Toronto unveiled its shelter plan Tuesday for the first winter of COVID-19, replacing the former Out of the Cold program with hotel beds, introducing new warming centres and putting plastic barriers in double occupancy hotel rooms and at a respite site on the CNE grounds.
In all, the plan calls for 560 new spots: 150 new hotel program beds; 100 beds at two modular sites scheduled to open in November and December; 120 units for women on Church Street, scheduled to open by early December; and 100 beds in the CNE respite site.
There will also be 90 hotel beds specifically in lieu of Out of the Cold, the program that provided overnight shelter in a variety of locations in previous winters. That program has been deemed unfeasible due COVID-19 guidelines.
The plan increases the number of spaces for available to Toronto’s homeless through the winter for the fifth year in a row, the city said.
Some outreach workers expressed concern that the plan leaves the city with fewer shelter beds this winter compared to last, pointing to the loss of roughly 1,000 beds from sites being forced to reduce their capacity to adhere to pandemic distancing rules.
Mary-Anne Bédard, general manager of Toronto’s Shelter, Support and Housing Administration, said that the loss was mostly in temporary refugee beds, which haven’t been in as high demand with current border restrictions.
The city will have more beds available this winter for single individuals than it had in the middle of last year’s cold season, she said, “where the majority of the pressure is in our system.”
Bédard said that will be the case even taking into account the increase in beds mid-way through last winter from 485 new spots to more than 600.

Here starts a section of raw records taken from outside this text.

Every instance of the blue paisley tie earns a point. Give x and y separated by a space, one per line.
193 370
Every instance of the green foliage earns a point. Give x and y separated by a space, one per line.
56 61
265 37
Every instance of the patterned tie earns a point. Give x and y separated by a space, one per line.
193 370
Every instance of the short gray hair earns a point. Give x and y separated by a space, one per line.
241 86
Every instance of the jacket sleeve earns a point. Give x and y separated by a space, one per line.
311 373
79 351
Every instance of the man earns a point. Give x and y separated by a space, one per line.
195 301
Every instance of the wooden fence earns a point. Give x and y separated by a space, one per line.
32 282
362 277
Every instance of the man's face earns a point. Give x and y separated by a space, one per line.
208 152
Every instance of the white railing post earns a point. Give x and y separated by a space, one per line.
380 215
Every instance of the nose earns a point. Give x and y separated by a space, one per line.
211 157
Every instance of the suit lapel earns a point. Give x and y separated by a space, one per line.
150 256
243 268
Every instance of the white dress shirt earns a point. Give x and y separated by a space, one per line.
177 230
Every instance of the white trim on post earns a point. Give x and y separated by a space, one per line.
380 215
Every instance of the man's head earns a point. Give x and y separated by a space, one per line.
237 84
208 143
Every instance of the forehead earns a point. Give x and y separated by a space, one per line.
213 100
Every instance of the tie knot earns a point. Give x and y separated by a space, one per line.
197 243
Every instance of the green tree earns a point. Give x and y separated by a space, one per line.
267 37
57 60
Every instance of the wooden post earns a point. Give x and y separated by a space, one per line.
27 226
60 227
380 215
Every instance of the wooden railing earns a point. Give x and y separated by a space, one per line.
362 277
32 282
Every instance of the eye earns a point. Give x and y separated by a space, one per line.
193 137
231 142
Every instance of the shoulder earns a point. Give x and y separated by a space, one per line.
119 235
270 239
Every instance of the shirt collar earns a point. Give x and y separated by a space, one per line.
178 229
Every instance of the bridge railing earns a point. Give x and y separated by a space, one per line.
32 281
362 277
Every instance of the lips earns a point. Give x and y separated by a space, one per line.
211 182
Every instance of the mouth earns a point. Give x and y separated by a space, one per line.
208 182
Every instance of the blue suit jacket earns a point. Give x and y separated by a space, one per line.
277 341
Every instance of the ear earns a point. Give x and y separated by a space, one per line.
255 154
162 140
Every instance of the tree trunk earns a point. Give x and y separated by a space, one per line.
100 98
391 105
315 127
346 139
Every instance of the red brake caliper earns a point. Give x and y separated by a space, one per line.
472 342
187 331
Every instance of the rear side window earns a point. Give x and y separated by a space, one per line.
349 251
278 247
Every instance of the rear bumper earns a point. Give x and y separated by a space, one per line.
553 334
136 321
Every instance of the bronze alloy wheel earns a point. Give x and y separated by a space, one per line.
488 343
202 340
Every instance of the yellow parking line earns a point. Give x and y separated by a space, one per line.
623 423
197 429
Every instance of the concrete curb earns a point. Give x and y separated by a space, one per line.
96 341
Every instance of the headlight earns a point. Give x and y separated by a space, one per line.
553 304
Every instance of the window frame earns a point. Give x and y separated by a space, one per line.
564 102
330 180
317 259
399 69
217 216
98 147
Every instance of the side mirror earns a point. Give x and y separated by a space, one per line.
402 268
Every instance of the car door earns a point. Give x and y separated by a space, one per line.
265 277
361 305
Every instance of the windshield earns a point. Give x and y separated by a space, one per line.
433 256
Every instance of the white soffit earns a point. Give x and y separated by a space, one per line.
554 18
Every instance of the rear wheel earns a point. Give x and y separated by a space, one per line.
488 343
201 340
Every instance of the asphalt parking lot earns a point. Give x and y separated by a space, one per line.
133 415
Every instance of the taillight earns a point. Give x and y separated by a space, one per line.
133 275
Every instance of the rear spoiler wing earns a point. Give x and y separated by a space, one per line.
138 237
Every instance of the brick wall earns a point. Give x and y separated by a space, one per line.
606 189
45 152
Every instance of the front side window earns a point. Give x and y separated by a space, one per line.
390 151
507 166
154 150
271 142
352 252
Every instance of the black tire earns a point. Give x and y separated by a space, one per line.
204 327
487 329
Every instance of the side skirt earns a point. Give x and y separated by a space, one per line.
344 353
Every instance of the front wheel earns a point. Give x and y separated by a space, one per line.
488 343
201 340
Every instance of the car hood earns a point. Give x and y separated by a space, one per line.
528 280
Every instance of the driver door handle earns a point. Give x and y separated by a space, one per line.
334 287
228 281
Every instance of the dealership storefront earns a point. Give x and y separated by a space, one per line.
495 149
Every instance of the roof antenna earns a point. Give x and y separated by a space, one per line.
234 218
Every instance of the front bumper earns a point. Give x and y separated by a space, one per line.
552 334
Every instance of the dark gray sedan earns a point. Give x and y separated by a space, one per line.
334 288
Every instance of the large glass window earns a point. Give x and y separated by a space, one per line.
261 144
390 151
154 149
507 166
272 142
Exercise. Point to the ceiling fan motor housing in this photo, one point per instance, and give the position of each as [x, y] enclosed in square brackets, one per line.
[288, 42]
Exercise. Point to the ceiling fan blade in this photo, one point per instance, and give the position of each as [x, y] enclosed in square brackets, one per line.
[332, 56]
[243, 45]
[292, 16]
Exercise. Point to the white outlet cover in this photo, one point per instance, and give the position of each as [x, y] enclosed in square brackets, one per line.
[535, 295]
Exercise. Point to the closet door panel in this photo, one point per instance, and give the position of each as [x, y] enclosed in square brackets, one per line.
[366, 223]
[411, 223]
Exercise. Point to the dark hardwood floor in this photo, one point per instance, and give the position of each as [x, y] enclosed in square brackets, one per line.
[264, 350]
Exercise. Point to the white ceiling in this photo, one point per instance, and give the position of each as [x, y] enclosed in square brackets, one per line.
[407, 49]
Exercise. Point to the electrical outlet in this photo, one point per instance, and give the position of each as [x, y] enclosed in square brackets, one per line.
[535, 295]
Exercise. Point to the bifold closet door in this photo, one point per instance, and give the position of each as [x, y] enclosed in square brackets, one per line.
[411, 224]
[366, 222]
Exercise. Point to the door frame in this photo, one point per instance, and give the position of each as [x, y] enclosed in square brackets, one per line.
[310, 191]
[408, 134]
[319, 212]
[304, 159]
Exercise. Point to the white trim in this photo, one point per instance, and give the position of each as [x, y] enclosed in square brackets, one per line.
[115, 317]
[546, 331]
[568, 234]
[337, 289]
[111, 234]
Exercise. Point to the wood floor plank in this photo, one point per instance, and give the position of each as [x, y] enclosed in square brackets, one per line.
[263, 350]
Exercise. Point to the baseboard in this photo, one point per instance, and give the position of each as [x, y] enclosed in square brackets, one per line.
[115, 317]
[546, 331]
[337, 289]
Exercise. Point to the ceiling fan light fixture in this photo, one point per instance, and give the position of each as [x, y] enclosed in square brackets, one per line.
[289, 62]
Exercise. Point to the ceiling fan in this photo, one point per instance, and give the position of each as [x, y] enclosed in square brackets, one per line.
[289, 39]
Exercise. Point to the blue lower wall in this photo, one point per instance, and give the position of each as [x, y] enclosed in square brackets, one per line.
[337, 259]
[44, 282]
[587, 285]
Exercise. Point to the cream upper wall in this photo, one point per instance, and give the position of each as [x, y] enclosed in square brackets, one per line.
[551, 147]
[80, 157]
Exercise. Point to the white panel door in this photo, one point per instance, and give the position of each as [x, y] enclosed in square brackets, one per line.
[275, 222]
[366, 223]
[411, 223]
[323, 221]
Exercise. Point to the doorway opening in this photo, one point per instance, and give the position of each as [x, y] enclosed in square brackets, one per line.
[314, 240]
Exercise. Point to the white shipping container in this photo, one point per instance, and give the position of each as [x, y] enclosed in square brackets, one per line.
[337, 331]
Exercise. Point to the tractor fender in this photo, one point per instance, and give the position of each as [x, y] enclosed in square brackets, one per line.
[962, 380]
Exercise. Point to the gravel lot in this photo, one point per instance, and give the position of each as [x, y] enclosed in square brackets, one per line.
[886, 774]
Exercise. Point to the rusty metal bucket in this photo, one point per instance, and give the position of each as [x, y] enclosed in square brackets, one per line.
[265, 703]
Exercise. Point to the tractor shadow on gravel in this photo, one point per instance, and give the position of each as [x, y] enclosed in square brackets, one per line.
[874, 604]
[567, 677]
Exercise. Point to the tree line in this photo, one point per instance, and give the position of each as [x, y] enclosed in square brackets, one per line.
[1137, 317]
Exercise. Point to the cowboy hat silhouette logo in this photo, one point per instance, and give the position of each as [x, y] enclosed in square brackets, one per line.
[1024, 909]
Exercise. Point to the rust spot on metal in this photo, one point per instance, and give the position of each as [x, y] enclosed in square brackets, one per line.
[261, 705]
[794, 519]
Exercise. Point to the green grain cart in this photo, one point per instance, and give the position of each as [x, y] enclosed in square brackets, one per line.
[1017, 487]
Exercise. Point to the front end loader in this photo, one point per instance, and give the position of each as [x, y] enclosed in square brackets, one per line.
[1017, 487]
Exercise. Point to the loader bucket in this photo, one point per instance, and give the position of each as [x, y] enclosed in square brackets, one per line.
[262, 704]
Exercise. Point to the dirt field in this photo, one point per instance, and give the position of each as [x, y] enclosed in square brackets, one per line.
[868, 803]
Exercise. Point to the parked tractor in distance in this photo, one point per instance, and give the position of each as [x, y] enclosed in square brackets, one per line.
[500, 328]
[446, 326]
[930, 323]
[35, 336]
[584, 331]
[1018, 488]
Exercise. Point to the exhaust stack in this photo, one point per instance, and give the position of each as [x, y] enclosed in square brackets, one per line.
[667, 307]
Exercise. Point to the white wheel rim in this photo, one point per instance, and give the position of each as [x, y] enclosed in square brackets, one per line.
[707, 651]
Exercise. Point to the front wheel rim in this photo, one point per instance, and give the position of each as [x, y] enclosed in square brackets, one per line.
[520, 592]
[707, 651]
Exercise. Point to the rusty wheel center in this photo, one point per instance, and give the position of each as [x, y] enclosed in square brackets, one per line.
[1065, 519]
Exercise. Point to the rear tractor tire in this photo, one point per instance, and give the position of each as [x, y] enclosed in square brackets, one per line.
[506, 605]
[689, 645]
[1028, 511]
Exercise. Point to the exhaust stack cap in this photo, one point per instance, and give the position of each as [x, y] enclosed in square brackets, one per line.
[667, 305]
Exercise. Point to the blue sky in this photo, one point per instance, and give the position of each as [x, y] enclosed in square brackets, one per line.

Greg Cook, an outreach worker with Toronto’s Sanctuary Ministries, still believes the increase won’t be “nearly enough” to handle the pressures this winter — especially if the opening of the modular construction sites are delayed.
One piece of welcome news to homelessness advocates was the increase to four warming centres this winter instead of one. Street nurse Cathy Crowe said it was “badly needed,” and expressed hope that they would provide hot meals rather than options like coffee and granola bars. “The people coming in here are going to be the most vulnerable,” she said.
Bédard said meals would be provided in shelter, respite and hotel sites, and that the warming centres would provide people with warm beverages and snacks.
Having more warming centres was partly triggered by the loss of Out of the Cold sites that were more spread out across the city, Bédard said. People living in encampments outside the downtown core are thought more likely to come inside on the worst winter nights if they don’t have to travel to the central part of the city to access a warming site.
Two of the warming sites have yet to be finalized, but Bédard said the city was looking at spaces in North York and Scarborough. The other two will be downtown.
Several outreach workers believe Tuesday’s plan doesn’t include adequate protections for encampment residents.
“They need to help fortify the encampments, help with fire safety plans, help with getting food and warmth and supplies,” said Kimberly Curry, executive director of the charity Seeds of Hope. “I know that’s a tricky thing for them because they’re supporting something they already deemed unsafe, but people have to survive.”
Throughout the pandemic, the city has said that indoor spaces are safer than the encampments that have increasingly sprung up in public parks and other areas — an assertion being challenged in the courts.
Tuesday’s plan says that street outreach staff will hand out blankets and sleeping bags to people staying outside, but only during extreme cold weather alerts.
Providing supports exclusively in the worst weather puts pressure on non-profits and groups like the Encampment Support Network, Crowe said.
Crowe also raised concerns with the use of the plastic barriers between beds, saying that they could create a false sense of security.
She also worries about the 100-person occupancy of the planned respite at the Better Living Centre on the CNE grounds, and said she doesn’t believe double occupancy should happen in the hotel programs except for couples.
Sanctuary’s Cook agreed: “If they’re going to open up anything new, it needs to be one person per hotel room or permanent housing.”
Bédard said some encampment residents who either shared tents or had been living close to one another had specifically asked whether they could move into hotel rooms together.
“We want to really be able to acknowledge the importance of social connection during a time when it’s very stressful and there’s a lot of extra anxiety. People move into rooms and feel further isolated from their family of choice … that can have consequences for mental health,” Bédard said.
Concerns had also been raised about individuals using drugs alone, she said — in the shelter hotels especially — with no one around to intervene if they overdosed.
As recently reported by the Star, the city believes that 16 deaths connected to the shelter system between January and August were overdoses — including nine that took place in July alone.
Bedard said the plastic barriers are designed to add an extra layer of protection in dual occupancy hotels and the CNE respite. While people will be asked to wear masks inside facilities, there will be long periods when they’d be unmasked while sleeping or resting.
As of Monday afternoon, the city was reporting two shelters with active COVID-19 cases — one case at Strachan House and six at the Kennedy House Youth Shelter. Bédard acknowledged that with cases on the rise in Toronto they may see more throughout the winter.
“When there is broad community spread, we are likely to see it in all areas of our community, and that includes our homeless population,” she said.